A number of MPs publicly asked Mr. Starmer to resign over the course of Monday (May 11, 2026), after the Prime Minister delivered a speech in the morning, viewed by some in Labour as his final attempt to salvage his premiership. Several senior officials and one junior minister had resigned in connection with Mr. Starmer’s leadership.
Key ministers — Home Secretary Shabana Mahmood, Defence Secretary John Healey, Deputy Prime Minister David Lammy and Foreign Yvette Cooper reportedly asked Mr. Starmer to agree to an orderly exit and and leadership transition. As per party rules, 20% of the party’ MPs- or 81 at MPs at present — must provide in writing their support to replace the leader. However, Mr Starmer’s opponents have not coalesced around a replacement for him.
Among those considered challengers to Mr. Starmer are former Deputy Prime Minister Angela Rayner, Health Secretary Wes Streeting and Greater Manchester Mayor Andy Burnham.
Mr. Starmer has argued that changing the leader would cause chaos, referring to the multiple changes in No. 10 during the fourteen years of Tory rule, which saw five Prime Ministers. Some of Mr. Starmer’s supporters echoed this view on Tuesday.
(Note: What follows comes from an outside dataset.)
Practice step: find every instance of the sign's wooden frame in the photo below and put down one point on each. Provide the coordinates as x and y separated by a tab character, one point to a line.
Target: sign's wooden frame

“This is not a game,” says Housing Secretary Steve Reed, adding that the instability had consequences for people’s lives.
“We must unite behind the Prime Minister,” Mr. Reed wrote on X.
Mr. Starmer had led Labour in a landslide victory in the July 2024 general election. The Prime Minister has argued that more time is required to see the changes that voters asked for in the last general election, citing declining child poverty, lower immigration numbers and shorter waitlists for medical appointments via the free and universal National Health Service (NHS).